Like other major open source projects, nginx has achieved a critical mass of interest that makes it not merely possible but inevitable that it crosses language barriers. Not all nginx’s Russian core team participate in English-language lists (nor should they!), but all it takes is one or two insiders with fluent English as points of contact to bridge the divide. I’ve no idea if I’ll get a good experience on tengine’s english-language list, but I expect I’ll find out now that I’ve heard of tengine and find it meets a need.
Corollary: there is still a language barrier. Of course! With Apache I started out developing applications (some of them modules) before making the transition to the core developer team. With nginx or tengine I know I can’t make that transition – at least not fully. And because I know that, I’m unlikely to let my work take me in that direction. The same kind of consideration may or may not have led the tengine team to fork rather try and work directly with nginx.
Some people engage in Holy Wars over what source control system to use. For my part I really can’t get too worked up over a choice of tools, but I am concerned about another question. What files do you keep in a source control repository?
I’d like to say source files. Program source files, inputs for your choice of build system, legal stuff like licenses and acknowledgements, matters of record, documentation. The key point is, files that are rightfully under the direct control of project members. Not files that are generated by software, or managed by third-parties.
In practice, this principle is all-too-often lost. One example is Apache HTTPD, whose source repos contain extensive HTML documentation that is not written by developers but generated from XML source. There’s a clue in the headers of each of these files:
<!-- XXXXXXXXXXXXXXXXXXXXXXXXXXXXXXXXXXXXXXXXXXXXXXXXXXXXXXXXXXXXXXXXX This file is generated from xml source: DO NOT EDIT XXXXXXXXXXXXXXXXXXXXXXXXXXXXXXXXXXXXXXXXXXXXXXXXXXXXXXXXXXXXXXXXX -->
So these files are not source, and should really be generated in the build (or made a configuration option) rather than kept under source control. But apart from raising the overhead of using the repos, they’re harmless.
I’ve recently come upon an altogether more problematic case. It manifested itself after I’d installed all the prerequisites for a configure to succeed, but found my build fell down in compiling something. Scrolling up through reams of error messages, I find at the top:
#error This file was generated by a newer version of protoc which is #error incompatible with your Protocol Buffer headers. Please update #error your headers.
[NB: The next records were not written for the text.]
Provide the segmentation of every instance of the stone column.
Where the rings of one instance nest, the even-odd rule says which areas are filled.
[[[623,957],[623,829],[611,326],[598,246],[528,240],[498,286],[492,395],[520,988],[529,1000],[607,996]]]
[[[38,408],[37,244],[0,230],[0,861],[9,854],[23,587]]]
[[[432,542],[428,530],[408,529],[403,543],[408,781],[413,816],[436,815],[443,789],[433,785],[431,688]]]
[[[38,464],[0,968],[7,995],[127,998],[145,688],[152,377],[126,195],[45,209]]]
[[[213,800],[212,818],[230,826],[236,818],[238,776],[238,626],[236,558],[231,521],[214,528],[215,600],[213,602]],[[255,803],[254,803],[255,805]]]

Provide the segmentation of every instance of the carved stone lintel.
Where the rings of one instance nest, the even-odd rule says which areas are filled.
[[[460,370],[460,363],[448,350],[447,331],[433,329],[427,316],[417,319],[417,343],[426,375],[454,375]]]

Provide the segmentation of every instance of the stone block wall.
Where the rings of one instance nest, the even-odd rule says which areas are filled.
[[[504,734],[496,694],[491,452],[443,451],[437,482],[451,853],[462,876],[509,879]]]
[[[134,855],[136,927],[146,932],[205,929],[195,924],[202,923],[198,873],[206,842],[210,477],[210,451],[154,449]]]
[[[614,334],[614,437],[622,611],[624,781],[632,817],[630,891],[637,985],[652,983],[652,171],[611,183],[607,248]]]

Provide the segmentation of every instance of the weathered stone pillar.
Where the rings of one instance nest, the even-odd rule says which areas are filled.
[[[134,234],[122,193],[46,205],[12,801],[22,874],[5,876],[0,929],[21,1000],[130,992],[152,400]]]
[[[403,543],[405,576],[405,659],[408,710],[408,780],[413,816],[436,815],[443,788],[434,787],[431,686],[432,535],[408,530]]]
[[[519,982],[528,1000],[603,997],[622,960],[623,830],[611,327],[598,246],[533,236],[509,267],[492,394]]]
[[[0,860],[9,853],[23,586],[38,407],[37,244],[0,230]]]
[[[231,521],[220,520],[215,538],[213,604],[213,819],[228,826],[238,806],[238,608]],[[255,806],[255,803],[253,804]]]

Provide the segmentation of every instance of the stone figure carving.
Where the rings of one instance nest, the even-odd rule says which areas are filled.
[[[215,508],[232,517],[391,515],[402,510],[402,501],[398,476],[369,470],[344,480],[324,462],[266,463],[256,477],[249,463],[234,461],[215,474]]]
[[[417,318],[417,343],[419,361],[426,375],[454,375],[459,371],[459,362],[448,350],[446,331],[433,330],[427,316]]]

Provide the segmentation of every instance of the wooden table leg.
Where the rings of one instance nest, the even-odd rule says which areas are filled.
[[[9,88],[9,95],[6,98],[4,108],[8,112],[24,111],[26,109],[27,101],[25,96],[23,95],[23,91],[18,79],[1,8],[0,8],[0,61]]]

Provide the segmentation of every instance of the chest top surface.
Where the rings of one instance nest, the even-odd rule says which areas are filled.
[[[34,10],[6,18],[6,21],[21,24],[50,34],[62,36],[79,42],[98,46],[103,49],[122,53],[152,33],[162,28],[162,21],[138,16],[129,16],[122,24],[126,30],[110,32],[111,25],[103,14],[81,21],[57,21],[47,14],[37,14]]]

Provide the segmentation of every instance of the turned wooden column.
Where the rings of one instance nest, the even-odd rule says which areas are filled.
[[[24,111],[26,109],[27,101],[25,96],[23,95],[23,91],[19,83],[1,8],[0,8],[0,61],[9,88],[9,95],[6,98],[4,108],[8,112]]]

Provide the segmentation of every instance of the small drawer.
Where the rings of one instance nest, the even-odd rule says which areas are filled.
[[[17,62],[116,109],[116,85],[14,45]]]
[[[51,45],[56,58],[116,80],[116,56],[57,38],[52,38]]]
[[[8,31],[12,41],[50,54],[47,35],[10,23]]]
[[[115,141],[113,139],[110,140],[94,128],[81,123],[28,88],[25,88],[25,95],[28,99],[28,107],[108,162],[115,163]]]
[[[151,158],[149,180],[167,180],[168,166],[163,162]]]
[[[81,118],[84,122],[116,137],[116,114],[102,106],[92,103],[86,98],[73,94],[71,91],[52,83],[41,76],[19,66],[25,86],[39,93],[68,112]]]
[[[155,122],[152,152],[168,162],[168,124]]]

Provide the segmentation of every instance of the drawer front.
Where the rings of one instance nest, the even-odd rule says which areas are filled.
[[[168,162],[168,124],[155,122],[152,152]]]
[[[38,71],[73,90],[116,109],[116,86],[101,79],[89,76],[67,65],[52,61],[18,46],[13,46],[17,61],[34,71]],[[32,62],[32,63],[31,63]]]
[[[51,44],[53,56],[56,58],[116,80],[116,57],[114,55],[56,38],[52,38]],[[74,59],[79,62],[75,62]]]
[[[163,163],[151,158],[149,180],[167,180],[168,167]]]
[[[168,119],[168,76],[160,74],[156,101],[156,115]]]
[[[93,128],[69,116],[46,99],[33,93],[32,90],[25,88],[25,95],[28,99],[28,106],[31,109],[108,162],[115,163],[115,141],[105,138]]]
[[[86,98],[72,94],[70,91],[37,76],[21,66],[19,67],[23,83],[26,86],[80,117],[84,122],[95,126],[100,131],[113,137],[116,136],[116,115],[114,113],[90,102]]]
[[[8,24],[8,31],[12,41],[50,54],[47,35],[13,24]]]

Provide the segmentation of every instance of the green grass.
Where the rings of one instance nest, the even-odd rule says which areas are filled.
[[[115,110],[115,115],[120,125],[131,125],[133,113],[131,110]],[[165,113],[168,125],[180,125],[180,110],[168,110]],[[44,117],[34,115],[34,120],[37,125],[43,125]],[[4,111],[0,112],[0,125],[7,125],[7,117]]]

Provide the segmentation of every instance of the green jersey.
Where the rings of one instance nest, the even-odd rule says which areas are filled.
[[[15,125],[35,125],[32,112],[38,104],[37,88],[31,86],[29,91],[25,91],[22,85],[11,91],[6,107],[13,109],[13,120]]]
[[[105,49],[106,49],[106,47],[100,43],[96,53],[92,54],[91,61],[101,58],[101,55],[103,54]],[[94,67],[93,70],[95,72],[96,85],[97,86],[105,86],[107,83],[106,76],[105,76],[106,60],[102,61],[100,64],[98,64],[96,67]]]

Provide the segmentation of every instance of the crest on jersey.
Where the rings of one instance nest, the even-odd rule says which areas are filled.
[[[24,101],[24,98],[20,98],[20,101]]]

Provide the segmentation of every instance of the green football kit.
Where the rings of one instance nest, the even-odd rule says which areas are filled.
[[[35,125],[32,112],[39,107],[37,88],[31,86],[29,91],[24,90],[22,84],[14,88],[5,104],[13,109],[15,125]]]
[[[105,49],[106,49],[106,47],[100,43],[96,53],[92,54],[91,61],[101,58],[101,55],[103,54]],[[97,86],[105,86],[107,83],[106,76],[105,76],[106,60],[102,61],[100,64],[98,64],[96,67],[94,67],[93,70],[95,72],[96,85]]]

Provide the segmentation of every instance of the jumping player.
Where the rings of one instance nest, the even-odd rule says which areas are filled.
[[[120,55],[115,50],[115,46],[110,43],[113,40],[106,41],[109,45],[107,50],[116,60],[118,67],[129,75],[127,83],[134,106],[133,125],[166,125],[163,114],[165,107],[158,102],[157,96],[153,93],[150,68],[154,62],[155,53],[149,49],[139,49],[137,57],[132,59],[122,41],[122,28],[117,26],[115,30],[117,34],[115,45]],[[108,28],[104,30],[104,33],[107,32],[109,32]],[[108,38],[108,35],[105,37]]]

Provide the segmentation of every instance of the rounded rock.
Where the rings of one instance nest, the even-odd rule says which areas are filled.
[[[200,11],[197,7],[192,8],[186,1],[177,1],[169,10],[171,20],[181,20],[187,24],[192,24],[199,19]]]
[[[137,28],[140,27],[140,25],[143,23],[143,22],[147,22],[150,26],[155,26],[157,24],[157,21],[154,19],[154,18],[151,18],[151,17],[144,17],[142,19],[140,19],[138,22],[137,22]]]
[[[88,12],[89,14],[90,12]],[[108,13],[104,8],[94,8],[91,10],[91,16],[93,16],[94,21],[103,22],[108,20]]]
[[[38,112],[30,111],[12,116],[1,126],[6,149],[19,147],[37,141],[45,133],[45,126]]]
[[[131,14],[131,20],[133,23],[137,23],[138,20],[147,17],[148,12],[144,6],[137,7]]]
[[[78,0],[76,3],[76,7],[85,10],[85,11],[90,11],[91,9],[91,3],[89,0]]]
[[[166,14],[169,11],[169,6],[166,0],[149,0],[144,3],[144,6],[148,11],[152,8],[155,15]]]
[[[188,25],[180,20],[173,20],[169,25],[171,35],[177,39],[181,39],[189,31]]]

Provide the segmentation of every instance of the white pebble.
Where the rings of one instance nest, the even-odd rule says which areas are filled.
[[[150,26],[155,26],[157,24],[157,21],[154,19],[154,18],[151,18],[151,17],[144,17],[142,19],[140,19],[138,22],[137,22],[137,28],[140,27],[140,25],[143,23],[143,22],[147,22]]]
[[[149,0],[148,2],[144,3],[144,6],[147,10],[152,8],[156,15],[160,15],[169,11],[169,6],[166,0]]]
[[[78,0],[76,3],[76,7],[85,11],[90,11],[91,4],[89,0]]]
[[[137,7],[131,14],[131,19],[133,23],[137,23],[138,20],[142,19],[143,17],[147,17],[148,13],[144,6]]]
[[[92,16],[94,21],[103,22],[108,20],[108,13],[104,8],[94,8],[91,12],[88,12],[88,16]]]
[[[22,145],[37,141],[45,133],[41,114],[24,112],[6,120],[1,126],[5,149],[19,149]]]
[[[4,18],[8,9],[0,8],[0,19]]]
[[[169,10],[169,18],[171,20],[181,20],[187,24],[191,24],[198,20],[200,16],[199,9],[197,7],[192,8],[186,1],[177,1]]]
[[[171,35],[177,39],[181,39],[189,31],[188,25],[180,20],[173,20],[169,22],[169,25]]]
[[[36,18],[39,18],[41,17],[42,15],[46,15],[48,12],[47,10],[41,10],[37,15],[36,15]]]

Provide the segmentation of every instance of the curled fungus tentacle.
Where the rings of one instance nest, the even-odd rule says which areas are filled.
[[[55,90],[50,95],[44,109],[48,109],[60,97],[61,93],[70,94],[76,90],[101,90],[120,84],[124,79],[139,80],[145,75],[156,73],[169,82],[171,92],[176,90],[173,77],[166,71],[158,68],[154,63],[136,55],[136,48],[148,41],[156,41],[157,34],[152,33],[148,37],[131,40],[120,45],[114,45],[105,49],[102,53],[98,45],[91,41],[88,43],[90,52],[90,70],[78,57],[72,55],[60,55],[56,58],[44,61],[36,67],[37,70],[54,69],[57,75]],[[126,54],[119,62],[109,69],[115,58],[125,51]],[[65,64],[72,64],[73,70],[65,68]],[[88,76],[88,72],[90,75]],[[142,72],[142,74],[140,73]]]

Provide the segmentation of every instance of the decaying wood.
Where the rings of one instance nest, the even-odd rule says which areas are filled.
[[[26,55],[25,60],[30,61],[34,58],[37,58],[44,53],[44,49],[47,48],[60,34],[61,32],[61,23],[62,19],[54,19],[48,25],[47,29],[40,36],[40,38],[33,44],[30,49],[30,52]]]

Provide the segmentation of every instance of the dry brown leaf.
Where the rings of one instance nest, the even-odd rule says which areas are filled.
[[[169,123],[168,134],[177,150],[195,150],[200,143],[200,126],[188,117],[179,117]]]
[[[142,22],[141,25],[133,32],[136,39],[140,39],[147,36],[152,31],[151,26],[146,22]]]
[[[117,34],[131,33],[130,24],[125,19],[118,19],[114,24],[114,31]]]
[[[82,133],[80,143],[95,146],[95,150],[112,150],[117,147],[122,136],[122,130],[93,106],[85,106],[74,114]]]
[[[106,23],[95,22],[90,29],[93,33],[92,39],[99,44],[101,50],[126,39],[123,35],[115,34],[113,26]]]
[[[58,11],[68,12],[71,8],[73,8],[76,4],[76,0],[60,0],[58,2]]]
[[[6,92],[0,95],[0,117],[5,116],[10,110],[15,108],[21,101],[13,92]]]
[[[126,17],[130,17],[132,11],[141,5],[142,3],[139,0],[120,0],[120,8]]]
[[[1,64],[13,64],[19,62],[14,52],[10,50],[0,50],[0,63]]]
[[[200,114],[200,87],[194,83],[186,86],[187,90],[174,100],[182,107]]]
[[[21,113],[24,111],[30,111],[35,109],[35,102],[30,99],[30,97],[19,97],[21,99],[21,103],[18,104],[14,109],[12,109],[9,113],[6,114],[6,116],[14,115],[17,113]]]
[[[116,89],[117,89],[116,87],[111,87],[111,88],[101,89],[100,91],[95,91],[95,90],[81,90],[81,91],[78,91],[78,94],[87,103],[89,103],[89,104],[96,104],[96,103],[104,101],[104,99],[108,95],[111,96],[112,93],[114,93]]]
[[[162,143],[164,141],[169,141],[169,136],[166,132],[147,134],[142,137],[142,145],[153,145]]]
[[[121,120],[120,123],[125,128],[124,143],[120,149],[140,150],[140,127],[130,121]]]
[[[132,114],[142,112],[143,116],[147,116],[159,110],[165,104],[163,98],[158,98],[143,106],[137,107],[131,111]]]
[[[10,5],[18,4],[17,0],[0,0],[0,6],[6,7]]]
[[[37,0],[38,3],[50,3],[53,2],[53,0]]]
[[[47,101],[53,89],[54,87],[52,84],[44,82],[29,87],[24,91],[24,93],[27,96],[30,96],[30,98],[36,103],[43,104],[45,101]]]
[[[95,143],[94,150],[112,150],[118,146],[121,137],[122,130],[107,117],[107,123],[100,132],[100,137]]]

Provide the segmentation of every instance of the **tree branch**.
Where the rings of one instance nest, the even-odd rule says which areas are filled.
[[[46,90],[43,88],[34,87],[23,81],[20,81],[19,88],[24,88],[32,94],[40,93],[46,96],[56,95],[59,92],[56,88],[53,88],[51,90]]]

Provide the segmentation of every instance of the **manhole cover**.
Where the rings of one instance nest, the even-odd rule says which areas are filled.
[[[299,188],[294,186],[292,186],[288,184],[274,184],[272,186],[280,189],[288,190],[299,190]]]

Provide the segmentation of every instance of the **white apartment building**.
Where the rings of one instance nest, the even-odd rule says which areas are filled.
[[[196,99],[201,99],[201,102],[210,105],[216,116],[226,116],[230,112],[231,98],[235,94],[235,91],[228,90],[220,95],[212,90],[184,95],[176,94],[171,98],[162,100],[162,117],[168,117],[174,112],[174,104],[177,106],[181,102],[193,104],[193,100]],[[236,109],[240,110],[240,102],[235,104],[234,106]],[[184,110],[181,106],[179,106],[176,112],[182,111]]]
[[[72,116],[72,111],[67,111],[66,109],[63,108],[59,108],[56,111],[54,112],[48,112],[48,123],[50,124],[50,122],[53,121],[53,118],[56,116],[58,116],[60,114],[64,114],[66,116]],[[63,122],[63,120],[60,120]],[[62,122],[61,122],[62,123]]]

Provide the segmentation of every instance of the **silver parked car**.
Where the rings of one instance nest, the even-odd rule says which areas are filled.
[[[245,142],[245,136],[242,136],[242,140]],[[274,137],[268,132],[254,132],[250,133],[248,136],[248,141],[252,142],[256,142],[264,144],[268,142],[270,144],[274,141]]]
OK, that’s simple enough: the version of google protobuf I installed with aptitude is too old. Go to google and download the latest (cursing google for failing to sign it). And hack protobuf.m4 to detect this error from configure rather than fall over in the build.
But hang on! It’s not as simple as that. This isn’t the usual dependency on a minimum version: it’s a requirement for an exact version of protobuf. If I install a version that’s too new I get another error:
#error This file was generated by an older version of protoc which is #error incompatible with your Protocol Buffer headers. Please #error regenerate this file with a newer version of protoc.
Altogether more problematic. Nightmare if I have more than one app each requiring different protobuf versions. And this is a library I’m building: it could be linked with somesuch. Ouch!
The clue is at the top of the file that generates the errors:
// Generated by the protocol buffer compiler. DO NOT EDIT! // source: [filename].proto
This C++ is not source, it’s an intermediate file generated by protoc, which is part of the protobuf package. Its source is the .proto file, which is also there in the repo but not used for the build. It follows that hacking protobuf.m4 to test the version was the wrong solution: instead the build should be updated to generate the intermediate files from the .proto source.
I just tried to report a bug to Ubuntu. Nothing major, just a missing package dependency: aptitude installed libnids-dev for me without installing libpcap-dev. My configure script then insists that nids.h was not found, whereas it is in fact clearly visible in /usr/include/nids.h. Turns out the test program fails because nids.h #includes pcap.h, which is not installed. Whoops!
OK, let’s do the Right Thing for a change: don’t just ignore it, report it. How do I report a Ubuntu bug? Aha, it’s at launchpad.net. Search for nids: nope, none of the 16 bugs listed is this one. OK, time to report a new bug.
This is where the problems go from straightforward to too difficult. To report a bug, I need to log in to launchpad. To log in, I need to create an account (it waffles on about OpenID, but it won’t accept my wordpress OpenID as a login). And to create an account, I need to solve a captcha. That is, one of those nasty eyesight tests.
I can’t do it. This one is nastier than ever.
Cycle the thing a few times, they’re all as bad. Try the audio version, but it’s silent (this is on a ubuntu machine). Looks like I can’t report a bug!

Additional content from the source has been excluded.